The de minimis rate is a federal standard allowing nonprofits to recover indirect costs that support their core operations, such as administrative expenses, rent, utilities, and technology. This rate applies to federal grants and provides a portion of funding for necessary, but indirect operational expenses, that are critical for organizational stability and growth.
Historically set at 10%, this rate has recently increased to 15% as of October 1, 2024. This increase is part of the revised Office of Management and Budget (OMB) Uniform Guidance, which recognizes the importance of adequately covering nonprofits’ operational needs to sustain impactful services and programs.
With this increase, the federal government signals its commitment to funding nonprofits more sustainably, understanding that these organizations require flexible operational support to effectively deliver their missions. This move sets a valuable precedent for other funders, such as foundations, local and state government, and corporate grant makers, to consider raising their own indirect cost allowances.
5 Reasons Funders Should Raise Their Indirect Cost Allowances for Nonprofits
1. Enhanced Program Impact
Greater operational funding enables nonprofits to improve infrastructure, hire skilled staff to overcome the nonprofit workforce crisis, and strengthen systems. This directly increases their capacity to deliver programs and achieves deeper, more lasting community impact that aligns with funders’ goals.
2. Alignment With Federal Standards
The increased de minimis rate underscores that indirect costs are essential for nonprofit sustainability. By aligning with these updated standards, funders can support financial best practices and help nonprofits stay financially healthy and stable.
3. Increased Financial Transparency
When funders adopt a standardized approach to covering operational costs, nonprofits are less pressured to reallocate resources to cover unallowable expenses. This transparency helps nonprofits report outcomes accurately without hidden gaps in funding, which benefits both the organization and its funders.
4. Sustainability of Nonprofit Services
Adequate operational support allows nonprofits to adapt to evolving community needs, invest in necessary technology, and build robust infrastructure.

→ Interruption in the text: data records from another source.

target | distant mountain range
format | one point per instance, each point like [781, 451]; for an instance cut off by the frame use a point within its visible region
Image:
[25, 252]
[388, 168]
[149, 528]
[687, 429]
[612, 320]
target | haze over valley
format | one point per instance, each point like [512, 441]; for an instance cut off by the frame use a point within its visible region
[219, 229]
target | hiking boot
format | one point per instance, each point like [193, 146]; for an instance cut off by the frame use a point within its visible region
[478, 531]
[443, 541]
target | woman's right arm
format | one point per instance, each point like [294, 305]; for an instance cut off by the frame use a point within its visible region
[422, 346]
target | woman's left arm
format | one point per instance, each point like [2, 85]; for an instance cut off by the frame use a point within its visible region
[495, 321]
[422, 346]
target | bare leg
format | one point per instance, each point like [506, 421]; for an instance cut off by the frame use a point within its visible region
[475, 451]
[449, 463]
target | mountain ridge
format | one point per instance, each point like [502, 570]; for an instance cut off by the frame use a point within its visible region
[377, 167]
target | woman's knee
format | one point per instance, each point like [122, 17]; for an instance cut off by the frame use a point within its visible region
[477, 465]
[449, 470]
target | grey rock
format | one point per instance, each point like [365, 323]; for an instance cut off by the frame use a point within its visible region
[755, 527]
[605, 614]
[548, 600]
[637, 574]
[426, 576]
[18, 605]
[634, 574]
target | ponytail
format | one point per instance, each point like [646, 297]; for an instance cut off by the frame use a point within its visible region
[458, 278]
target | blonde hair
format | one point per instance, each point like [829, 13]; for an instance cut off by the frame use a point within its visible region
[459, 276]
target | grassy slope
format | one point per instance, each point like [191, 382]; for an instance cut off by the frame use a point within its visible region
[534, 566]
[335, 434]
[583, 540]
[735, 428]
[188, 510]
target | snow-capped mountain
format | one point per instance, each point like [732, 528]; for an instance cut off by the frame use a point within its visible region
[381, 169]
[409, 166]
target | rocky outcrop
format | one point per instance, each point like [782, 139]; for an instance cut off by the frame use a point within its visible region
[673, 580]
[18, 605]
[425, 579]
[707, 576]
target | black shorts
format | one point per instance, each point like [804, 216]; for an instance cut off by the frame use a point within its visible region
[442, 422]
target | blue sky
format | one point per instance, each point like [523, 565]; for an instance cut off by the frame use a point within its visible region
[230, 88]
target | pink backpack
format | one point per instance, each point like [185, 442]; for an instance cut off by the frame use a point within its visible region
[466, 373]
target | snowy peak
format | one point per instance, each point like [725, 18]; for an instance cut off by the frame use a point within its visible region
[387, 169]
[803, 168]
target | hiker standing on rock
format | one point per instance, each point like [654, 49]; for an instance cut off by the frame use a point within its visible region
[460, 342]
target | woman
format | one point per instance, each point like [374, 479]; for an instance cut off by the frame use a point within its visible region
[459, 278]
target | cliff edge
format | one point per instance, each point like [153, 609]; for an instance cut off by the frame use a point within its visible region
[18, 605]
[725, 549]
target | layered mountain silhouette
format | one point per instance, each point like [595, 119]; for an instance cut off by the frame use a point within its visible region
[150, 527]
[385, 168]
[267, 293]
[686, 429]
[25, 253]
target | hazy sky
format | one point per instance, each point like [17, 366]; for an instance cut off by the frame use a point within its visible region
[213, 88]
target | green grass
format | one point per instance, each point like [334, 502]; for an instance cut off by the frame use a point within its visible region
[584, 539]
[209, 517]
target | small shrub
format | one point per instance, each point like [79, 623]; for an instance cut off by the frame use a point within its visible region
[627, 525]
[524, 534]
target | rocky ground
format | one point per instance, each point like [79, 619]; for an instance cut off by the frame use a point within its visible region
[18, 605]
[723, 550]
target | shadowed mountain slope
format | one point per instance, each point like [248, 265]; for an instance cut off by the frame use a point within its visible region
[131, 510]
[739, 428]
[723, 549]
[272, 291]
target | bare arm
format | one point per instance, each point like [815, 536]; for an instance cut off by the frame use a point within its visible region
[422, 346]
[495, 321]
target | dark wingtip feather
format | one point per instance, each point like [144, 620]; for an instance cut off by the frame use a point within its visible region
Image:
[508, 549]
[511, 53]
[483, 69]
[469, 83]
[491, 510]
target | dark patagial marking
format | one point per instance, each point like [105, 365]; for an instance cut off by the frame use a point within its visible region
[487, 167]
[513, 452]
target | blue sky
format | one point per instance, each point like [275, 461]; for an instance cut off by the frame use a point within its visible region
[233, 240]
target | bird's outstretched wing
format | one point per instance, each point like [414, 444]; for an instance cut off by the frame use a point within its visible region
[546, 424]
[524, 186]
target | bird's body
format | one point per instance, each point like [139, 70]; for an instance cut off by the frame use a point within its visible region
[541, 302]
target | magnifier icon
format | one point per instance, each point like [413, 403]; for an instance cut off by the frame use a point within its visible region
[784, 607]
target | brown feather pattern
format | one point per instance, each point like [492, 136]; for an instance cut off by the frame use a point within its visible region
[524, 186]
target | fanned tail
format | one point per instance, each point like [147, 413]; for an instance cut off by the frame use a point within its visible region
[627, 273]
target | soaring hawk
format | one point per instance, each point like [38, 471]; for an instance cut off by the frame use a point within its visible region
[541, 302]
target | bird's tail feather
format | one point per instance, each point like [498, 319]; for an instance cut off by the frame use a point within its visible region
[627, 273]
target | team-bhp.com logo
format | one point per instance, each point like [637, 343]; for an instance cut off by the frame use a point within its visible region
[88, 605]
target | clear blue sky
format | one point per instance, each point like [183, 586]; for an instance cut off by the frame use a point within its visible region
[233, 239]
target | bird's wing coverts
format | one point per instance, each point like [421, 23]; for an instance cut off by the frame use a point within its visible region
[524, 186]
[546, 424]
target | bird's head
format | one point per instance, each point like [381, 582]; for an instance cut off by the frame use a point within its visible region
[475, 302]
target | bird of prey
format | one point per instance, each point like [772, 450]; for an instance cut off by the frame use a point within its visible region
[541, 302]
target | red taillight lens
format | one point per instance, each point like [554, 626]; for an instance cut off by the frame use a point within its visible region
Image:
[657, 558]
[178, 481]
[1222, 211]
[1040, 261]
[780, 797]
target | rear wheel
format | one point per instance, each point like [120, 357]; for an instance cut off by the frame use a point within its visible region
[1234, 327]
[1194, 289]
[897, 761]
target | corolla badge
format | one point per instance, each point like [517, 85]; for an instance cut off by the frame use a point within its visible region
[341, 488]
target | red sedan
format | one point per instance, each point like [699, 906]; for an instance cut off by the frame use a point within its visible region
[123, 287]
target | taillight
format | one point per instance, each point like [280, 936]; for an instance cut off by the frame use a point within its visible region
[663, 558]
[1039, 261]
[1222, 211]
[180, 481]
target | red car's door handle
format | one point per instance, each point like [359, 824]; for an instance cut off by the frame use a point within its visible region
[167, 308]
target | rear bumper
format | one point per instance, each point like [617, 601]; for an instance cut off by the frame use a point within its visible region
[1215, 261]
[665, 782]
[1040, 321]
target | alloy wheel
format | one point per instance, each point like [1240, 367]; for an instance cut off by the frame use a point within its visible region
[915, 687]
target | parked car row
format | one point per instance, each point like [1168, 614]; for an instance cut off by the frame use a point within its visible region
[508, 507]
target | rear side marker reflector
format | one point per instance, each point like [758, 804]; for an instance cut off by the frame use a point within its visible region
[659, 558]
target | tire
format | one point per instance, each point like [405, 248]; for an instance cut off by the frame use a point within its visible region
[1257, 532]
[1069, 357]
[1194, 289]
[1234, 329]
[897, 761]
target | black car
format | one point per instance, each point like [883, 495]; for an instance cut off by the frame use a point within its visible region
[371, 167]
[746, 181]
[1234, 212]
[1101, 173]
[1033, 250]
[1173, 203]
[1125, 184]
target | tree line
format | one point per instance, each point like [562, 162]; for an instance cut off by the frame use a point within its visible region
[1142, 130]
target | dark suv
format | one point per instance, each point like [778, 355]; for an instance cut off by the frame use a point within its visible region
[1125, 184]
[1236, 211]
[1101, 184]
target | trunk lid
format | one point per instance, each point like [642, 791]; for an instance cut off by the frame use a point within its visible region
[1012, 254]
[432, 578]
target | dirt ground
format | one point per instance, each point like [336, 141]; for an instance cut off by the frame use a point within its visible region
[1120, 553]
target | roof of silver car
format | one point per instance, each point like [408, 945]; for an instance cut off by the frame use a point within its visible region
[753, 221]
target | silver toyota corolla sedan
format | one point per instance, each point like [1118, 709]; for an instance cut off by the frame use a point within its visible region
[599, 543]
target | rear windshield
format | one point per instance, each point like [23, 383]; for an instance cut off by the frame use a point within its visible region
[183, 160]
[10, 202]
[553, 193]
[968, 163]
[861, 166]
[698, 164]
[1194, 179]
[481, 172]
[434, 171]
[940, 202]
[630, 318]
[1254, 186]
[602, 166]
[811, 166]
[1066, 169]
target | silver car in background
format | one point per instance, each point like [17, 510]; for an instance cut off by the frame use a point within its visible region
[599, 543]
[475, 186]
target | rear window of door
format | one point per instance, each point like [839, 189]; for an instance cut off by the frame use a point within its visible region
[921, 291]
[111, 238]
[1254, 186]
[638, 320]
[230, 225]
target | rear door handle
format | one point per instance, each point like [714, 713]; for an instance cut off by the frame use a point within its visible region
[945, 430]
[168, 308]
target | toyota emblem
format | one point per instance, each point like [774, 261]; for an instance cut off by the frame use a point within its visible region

Increasing operational allowances helps secure nonprofits’ resilience, ensuring they’re prepared for changing economic and social demands.
5. Equitable Funding Practices
Many nonprofits, especially smaller or grassroots organizations serving marginalized communities, operate on lean budgets that limit investments in capacity-building resources, like technology and staff development. When funders increase operational allowances, they provide more equitable support, enabling these organizations to sustain their missions effectively.
By following the federal lead and adjusting indirect cost policies, funders can foster a stronger, more sustainable nonprofit sector — one that’s better equipped to fulfill its mission and strengthen our communities for everyone.